Sat 11/23, 2002

ひらがな日本美術史 [Art , Books ]

歴史の浅い北海道、と言うとアイヌの方々(アイヌというのは人という意味なのでこれも変な言い回しだ)に申し訳ないが、その地に生まれ育ったせいなのか、日本の歴史的建造物や美術にはとても関心を抱いている。念のために付け加えておくと、アイヌ文化の遺産が少ないのは和人の侵略による理由はもちろんだが、彼らの自然と融合したようなライフスタイルが、そういったものを有形のものとして残すことにあまり執着していなかったのではないか、と私は考えている。これも素人考えに過ぎないが、文字を持たなかったというのも、あるいはその辺りから来ているのではないだろうか。

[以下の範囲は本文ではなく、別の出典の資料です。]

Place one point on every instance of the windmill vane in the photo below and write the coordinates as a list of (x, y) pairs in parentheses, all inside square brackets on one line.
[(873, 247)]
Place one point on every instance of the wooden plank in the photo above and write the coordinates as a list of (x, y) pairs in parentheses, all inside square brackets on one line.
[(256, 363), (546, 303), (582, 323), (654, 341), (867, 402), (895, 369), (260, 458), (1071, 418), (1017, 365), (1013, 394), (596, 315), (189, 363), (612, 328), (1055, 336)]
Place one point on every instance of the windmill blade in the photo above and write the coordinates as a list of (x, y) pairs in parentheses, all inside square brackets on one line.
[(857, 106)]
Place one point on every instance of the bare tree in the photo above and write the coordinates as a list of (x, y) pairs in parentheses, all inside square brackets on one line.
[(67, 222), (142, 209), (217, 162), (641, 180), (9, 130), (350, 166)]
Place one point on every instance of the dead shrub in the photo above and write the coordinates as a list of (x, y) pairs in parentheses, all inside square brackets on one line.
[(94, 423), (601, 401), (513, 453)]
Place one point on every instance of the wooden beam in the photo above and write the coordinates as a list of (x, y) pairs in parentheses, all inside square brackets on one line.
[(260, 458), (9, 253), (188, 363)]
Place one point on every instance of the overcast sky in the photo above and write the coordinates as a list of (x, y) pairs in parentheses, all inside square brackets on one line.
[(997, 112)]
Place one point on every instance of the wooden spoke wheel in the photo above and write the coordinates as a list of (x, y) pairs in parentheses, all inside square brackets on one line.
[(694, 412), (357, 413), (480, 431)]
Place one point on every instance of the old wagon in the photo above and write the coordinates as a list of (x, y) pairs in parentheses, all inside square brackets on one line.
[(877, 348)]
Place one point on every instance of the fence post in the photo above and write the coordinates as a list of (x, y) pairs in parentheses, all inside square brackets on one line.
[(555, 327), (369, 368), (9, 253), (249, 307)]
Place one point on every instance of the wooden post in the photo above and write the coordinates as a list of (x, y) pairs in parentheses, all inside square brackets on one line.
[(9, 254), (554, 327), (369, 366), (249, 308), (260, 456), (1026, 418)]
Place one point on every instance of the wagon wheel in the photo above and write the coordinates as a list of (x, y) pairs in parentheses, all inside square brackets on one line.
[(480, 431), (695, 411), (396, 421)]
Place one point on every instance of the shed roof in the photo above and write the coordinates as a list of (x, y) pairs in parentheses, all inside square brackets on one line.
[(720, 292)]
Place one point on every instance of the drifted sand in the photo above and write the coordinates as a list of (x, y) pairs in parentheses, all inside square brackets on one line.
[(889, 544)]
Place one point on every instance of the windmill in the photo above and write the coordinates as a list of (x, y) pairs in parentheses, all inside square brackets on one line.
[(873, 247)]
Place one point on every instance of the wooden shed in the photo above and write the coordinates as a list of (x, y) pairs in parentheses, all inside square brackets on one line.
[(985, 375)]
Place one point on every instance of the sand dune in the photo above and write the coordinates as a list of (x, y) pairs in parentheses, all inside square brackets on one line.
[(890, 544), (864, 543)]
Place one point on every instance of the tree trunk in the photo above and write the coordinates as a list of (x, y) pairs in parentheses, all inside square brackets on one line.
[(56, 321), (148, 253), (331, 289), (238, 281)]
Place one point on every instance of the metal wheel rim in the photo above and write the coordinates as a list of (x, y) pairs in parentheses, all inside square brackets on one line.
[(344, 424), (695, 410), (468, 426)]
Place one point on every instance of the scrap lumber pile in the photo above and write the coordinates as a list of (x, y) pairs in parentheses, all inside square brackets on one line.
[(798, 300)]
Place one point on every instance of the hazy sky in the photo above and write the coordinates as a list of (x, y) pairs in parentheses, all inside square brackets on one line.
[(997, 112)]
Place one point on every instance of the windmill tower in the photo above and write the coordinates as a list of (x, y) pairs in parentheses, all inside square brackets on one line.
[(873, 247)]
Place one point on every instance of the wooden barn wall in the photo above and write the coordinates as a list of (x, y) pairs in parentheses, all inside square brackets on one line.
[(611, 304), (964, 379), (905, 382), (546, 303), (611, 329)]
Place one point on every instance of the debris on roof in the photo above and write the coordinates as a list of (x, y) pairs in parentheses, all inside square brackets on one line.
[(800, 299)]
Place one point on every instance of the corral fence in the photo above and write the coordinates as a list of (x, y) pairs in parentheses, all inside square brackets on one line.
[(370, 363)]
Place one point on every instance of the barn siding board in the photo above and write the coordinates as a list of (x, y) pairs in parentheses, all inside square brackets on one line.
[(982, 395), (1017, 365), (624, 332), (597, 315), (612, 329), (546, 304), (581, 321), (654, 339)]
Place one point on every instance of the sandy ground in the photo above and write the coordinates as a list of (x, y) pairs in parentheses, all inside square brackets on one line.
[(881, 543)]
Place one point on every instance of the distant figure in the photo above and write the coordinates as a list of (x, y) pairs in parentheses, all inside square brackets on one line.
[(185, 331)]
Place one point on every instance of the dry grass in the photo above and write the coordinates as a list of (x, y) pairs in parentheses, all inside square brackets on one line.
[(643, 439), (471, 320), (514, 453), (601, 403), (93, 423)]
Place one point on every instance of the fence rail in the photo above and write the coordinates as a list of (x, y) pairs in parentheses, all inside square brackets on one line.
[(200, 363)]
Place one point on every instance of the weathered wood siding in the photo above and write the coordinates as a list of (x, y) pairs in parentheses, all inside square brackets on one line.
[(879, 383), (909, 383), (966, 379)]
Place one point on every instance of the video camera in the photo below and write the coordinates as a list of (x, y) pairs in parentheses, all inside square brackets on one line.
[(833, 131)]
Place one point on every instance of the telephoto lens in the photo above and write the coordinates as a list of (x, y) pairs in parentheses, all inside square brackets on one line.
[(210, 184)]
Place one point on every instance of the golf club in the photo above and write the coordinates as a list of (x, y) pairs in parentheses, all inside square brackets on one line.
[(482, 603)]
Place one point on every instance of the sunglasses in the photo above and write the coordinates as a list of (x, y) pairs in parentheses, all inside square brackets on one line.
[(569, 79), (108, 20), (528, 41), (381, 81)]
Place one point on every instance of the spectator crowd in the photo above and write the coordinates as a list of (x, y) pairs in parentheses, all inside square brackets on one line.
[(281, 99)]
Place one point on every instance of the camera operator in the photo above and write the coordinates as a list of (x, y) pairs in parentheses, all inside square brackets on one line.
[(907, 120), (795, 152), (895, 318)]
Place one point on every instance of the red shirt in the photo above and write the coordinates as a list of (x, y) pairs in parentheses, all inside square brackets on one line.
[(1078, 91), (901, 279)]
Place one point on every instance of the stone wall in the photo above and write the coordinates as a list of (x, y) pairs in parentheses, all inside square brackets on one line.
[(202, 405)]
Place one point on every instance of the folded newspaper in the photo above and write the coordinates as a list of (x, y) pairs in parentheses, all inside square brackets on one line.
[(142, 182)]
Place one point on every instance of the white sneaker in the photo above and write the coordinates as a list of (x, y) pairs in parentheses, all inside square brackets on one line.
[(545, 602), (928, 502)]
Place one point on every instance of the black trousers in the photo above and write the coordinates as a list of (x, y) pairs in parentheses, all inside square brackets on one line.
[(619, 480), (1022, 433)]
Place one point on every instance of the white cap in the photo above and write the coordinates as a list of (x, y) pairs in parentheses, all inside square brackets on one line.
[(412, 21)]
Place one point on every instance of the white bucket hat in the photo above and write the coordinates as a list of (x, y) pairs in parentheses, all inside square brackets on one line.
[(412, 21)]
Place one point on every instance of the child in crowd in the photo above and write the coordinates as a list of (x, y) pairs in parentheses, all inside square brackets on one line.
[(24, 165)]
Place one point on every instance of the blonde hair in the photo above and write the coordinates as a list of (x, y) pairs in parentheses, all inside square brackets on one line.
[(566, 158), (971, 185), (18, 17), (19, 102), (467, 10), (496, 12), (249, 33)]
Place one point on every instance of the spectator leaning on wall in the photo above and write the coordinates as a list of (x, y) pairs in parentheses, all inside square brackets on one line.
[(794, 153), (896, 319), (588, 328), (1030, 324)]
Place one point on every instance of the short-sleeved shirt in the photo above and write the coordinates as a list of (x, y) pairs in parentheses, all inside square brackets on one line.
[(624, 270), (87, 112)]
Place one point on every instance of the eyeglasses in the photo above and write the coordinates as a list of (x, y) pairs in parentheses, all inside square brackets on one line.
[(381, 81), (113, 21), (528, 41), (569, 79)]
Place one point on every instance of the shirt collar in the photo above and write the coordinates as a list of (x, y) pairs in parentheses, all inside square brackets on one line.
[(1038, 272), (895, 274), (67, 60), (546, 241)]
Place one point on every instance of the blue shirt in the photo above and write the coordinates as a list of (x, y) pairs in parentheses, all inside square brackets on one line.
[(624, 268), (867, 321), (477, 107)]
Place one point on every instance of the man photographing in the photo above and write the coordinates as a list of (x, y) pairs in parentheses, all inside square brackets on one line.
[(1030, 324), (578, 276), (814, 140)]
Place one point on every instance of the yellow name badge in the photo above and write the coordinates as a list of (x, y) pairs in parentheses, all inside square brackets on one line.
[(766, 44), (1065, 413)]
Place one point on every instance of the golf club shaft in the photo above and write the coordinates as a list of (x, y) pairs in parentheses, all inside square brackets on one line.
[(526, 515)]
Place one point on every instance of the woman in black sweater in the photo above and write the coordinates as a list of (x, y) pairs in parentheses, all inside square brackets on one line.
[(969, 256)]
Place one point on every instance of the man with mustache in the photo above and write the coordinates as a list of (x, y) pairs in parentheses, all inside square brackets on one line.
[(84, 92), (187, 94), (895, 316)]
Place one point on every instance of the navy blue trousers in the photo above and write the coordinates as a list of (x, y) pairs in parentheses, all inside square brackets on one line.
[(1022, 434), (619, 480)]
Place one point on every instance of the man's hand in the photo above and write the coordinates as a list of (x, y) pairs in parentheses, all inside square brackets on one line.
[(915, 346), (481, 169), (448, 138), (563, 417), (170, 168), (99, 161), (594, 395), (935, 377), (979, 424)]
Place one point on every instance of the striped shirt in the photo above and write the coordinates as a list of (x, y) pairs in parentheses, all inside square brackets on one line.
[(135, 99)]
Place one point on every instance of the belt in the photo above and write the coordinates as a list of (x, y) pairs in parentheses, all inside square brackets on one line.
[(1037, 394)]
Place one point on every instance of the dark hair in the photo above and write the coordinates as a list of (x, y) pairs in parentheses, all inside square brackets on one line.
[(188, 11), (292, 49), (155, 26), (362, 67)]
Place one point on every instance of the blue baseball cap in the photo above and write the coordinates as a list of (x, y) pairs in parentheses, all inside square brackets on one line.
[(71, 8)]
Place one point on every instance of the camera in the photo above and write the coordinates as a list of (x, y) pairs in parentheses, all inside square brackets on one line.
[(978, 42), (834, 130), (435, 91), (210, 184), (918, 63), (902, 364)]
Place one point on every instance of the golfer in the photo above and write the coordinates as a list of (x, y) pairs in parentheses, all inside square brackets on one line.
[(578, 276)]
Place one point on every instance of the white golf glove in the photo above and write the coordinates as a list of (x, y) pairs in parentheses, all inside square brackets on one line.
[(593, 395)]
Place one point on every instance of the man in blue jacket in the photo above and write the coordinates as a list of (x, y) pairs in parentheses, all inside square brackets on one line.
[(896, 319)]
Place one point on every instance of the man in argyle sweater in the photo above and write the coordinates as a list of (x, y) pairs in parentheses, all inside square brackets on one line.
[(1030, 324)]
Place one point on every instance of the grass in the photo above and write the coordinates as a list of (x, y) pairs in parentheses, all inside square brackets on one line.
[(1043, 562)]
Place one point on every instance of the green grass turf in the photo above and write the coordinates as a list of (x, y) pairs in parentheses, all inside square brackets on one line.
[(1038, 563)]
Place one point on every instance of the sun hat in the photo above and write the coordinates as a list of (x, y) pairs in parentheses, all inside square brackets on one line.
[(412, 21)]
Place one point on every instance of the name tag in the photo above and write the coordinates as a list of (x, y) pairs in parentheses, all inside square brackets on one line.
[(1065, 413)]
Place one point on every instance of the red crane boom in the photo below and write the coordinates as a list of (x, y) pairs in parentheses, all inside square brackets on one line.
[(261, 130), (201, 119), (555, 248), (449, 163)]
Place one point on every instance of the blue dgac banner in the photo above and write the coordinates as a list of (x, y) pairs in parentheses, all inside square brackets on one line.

それはさておき、橋本治氏の新刊は芸術新潮の連載をまとめた「ひらがな日本美術史4」である。いつもながらの橋本調で例えば「俵屋宗達は日本最高の画家であると思う」と結論付けておいてから実に丁寧に、繰り返し解説してくれるのである。展覧会などでの解説を見ても彼のように本質を突いた説明をしてくれるものは他にない。アートは理屈よりも感性だという信条ではあるが、そういうことを抜きにしてしまう説得力がある。お蔭様で私のような凡俗でもそれらの真髄に迫ることができる。できるような気がするのだ。